Thank you for the link - that’s a very interesting paper. I’ve taken Statistics twice (two different engineering degrees) and still need to reread that a few times to “get it”!
Just pointing out two things that many people don’t know about statistics and that I think are helpful when judging a larger body of scientific literature and listening to non-experts like RFK Jr.
First, the term “statistically significant” does not mean “big” or “meaningful”. It means “unlikely due to chance”, where “unlikely” is defined by the researcher, typically as a low-ish threshold like “with a probability of at most 5%”. This is also the threshold that researchers use when they compute a 95% confidence interval, like in the paragraph quoted above.
Second, with a 5% threshold, studies investigating the same phenomenon (like the effect of radio waves on rabbits) have a 5% chance to find a statistically significant effect even if that effect does not exist. As a consequence, scientists don’t regard it as proof of a phenomenon, when one study (or even several) out of a large number of studies finds something to be statistically significant. Instead, they require that this finding is replicated in independent replication studies (ideally ones that were conducted with a pre-registered protocol and a much larger sample).
Relevant xkcd, because of course there is one:
Image source: xkcd (no. 882)
Exactly. I got the impression from the posts that were here when I made mine that people had never even heard of this being something that has been “debated” in the scientific community but just some random idea RFK Jr had himself.
IIRC there was real worry in the late 90s due to the thermal effect mobiles back then had, which in the 00s transformed into electromagnetism and the blood-brain barrier instead. The thing that really gives away the non-scientific backing for those still trying to push this is that they keep trying to blame newer versions of the mobile networks “4G bad vs 3G!” “5G bad vs 4G!” when in reality every newer network standard has less penetrating energy and also, due to towers being much closer spaced, less transmitting energy overall from the phone.

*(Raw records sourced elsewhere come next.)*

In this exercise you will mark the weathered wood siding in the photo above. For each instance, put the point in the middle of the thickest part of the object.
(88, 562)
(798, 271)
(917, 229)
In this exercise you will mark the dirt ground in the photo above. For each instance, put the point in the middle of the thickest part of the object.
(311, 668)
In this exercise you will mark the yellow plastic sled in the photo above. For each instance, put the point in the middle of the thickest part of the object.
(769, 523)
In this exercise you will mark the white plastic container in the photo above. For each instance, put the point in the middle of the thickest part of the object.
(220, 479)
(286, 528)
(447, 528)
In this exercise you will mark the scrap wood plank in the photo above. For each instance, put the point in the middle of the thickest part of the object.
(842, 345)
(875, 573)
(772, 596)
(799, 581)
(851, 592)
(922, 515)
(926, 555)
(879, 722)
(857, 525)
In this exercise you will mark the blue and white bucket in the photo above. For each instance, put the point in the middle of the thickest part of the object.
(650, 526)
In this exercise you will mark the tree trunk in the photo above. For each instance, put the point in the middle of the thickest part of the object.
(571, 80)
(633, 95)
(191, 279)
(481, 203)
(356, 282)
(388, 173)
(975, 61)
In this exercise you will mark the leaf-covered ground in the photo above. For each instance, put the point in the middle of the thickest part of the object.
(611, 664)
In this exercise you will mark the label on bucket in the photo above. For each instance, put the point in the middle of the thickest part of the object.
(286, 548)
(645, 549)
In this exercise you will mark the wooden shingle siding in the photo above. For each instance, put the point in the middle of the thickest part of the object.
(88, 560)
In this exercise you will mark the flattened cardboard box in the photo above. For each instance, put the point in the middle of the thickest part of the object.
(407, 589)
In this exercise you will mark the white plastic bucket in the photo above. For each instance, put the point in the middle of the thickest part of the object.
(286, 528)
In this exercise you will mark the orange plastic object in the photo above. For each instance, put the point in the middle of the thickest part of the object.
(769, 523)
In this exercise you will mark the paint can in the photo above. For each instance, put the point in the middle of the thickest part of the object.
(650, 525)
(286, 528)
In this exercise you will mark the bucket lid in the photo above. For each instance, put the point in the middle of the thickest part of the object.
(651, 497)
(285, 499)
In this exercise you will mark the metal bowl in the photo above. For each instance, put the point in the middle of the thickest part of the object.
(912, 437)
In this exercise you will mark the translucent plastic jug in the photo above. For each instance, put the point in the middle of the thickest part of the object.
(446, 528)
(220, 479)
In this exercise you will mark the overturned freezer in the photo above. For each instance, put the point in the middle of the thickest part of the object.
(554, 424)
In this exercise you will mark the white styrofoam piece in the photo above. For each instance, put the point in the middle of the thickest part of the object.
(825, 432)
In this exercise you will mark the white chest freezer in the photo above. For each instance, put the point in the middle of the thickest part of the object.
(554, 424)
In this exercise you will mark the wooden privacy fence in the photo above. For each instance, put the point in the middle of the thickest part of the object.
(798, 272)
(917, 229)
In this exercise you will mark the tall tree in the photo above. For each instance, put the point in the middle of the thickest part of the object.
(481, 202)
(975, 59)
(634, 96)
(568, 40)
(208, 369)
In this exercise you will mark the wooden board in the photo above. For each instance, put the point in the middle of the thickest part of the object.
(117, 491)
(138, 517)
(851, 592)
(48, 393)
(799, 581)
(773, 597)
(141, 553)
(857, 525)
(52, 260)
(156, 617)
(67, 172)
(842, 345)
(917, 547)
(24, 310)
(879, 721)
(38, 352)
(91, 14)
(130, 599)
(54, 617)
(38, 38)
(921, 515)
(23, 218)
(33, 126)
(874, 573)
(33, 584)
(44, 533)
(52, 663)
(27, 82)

NMT back in the 80s however? I’d probably be somewhat cautious today tbh.
Yep. Also, famously, a statistics/psychology professor was once quoted as saying the only reason you don’t find a statistically significant difference is because we’re “too damn lazy to drag enough people in.” The larger the sample size, the less of a difference is needed to hit that 5% mark. So if you aren’t “lazy,” you can just add more folks to your study and be more likely to find a ‘significant difference’ that you can then publish.
My statistics professor would rerun experiments that hit the 5% (p<0.05) mark and need it less than a 0.001 or 0.005 just to waggle his dick at others, saying his findings were a lot more reliable than theirs.
I must confess to not understanding your anecdote here. Pure chance might give you a p<0.05 when your sample size is low - but that disappears as the sample size grows larger.
I don’t want to dig out the math figures, because god knows they’re hard enough to scribble freehand, but as you add more samples, the difference between your null hypothesis and sample average shrinks in regards to what establishes a p<0.05. Let’s just use not-real numbers: if a sample of 100 people has a difference of 5 units from the null hypothesis, and has a p value of 0.1, a sample of 10,000 with a difference of .1 unit might have a p value of 0.02. In the quote (that I can’t seem to find now), the essential wisdom to take is that if you dragged in enough samples, you could find a statistically significant difference because your null hypothesis would never be exact, so even the smallest of differences would generate a low p-value. It’s why whenever you see a p-value, you should definitely see an effect size estimate nearby, such as cohen’s D.
Here’s a paper outlining some of this in much better words than I have.
Thank you for the link - that’s a very interesting paper. I’ve taken Statistics twice (two different engineering degrees) and still need to reread that a few times to “get it”!